Hi,

I'm having a hard time replacing a Fortigate firewall which is acting mainly as a VPN gateway with a RB5009.
Remote peers are consisting of various devices, which all have different requirements:

• Fortigate with static IP

• Fortigate with dynamic IP behind NAT (NAT-T req'd)

• Mikrotik wAP ac LTE kit with static IP (ROS 7)

• AVM Fritzbox with dynamic IP - very limited in IPSEC configurability

Mostly I'm struggling with the fact that the Fortigate with the dynamic IP behind NAT collides with the AVM Fritzbox, which also has a dynamic IP address (not behind NAT).
These two devices need different phase1 settings aka IPsec profiles but as soon as I create a second peer with ::/0 in the "address" field, I get the error message "This entry is unreachable".

Basically this boils down to this question:
two dialup IPSEC peers (aggressive mode) with different IPsec profiles: impossible with RouterOS?

Thanks in advance

Just replace the Fortigate and Fritz with MT devices.
{ This is not a paid political announcement but just to show MT I can be very supportive, all you have to do is add cloudflare zerotrust tunnel as an option package for all devices. }

Sadly, I have no experience in IPSEC but if the MT cannot handle that in ipsec, then throw the 5009 in the garbage as it would not be worthy in the VPN market segment.

unfortunately one doesn't always have control over all peer sites and devices. so replacing the remote devices unfortunately is not an option here.

replacing the mikrotik with a different solution like pfsense, opnsense or sophos xg is an option though.

however, i'd favor to achieve the goal with the rb5009.

Aggressive mode should be avoided - it has vulnerabilities which have been known about for decades and will not pass PCI compliance tests, for example.

Presumably you are using IKE and PSK. You cannot have multiple IPsec profiles for ::/0 as the only supported identity type is the IP address. Using other identities (key ID / fqdn / user fqdn) as an identity is only supported with IKE2.

Ahh so is this a case of trying to stuff a square peg of current and secure RoS into a round hole of old and unsecured VPN Protocols.

One could say it looks like your up shits creek without a paddle.

Hypothetically speaking of course, someone needs the powers to be to know that that the other boxes need a changin........ because any admin that keeps supporting insecure setups is not much of an admin and worse, now liable for not protecting the business one is paid to protect. In other words, dont go down with the sinking ship, provide the lifeline suggestion and if rejected, get into the liferaft and sail away.,

Ahh so is this a case of trying to stuff a square peg of current and secure RoS into a round hole of old and unsecured VPN Protocols.

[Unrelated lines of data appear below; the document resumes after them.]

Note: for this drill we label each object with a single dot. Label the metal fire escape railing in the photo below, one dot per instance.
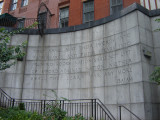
(120, 112)
(89, 108)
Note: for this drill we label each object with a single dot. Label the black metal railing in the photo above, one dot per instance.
(89, 108)
(120, 112)
(5, 100)
(17, 22)
(25, 22)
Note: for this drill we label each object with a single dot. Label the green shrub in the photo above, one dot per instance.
(17, 114)
(54, 112)
(21, 106)
(155, 76)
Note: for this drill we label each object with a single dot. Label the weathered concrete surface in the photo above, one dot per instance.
(105, 62)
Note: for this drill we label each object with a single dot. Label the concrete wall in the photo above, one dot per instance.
(105, 62)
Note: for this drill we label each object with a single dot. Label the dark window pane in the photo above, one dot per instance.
(116, 5)
(64, 14)
(88, 11)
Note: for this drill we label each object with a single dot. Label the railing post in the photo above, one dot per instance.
(120, 113)
(92, 107)
(13, 103)
(63, 105)
(44, 105)
(41, 106)
(95, 109)
(60, 104)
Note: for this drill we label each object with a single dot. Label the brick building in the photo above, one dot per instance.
(71, 12)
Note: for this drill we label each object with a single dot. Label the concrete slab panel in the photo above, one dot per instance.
(136, 92)
(131, 20)
(110, 95)
(35, 41)
(19, 39)
(52, 40)
(98, 32)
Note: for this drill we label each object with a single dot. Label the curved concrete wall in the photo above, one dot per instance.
(105, 62)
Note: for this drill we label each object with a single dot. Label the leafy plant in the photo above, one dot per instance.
(21, 106)
(9, 54)
(17, 114)
(155, 76)
(158, 20)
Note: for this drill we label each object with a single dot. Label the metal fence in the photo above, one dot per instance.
(89, 108)
(17, 22)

One could say it looks like your up shits creek without a paddle.

Hypothetically speaking of course, someone needs the powers to be to know that that the other boxes need a changin........ because any admin that keeps supporting insecure setups is not much of an admin and worse, now liable for not protecting the business one is paid to protect. In other words, dont go down with the sinking ship, provide the lifeline suggestion and if rejected, get into the liferaft and sail away.,

dude, you are not wrong. but sometimes you do not have a choice.
all i know is that the fortigate has to be replaced now and it seems that a mikrotik cannot be a simple drop-in replacement.

the setup as it currently is, uses ike2 and high encryption wherever possible but there are still two old peers who need different settings and they are pretty limited in access to any resources anyway.
i guess I'll try to get the AVM Fritzbox and the dialup nat-t fortigate to talk ike2 then...

Aggressive mode should be avoided - it has vulnerabilities which have been known about for decades and will not pass PCI compliance tests, for example.

Presumably you are using IKE and PSK. You cannot have multiple IPsec profiles for ::/0 as the only supported identity type is the IP address. Using other identities (key ID / fqdn / user fqdn) as an identity is only supported with IKE2.

thanks, that info helped.

by the way I ended up getting rid of aggressive mode completely and reconfigured the peers to main mode and IKE2.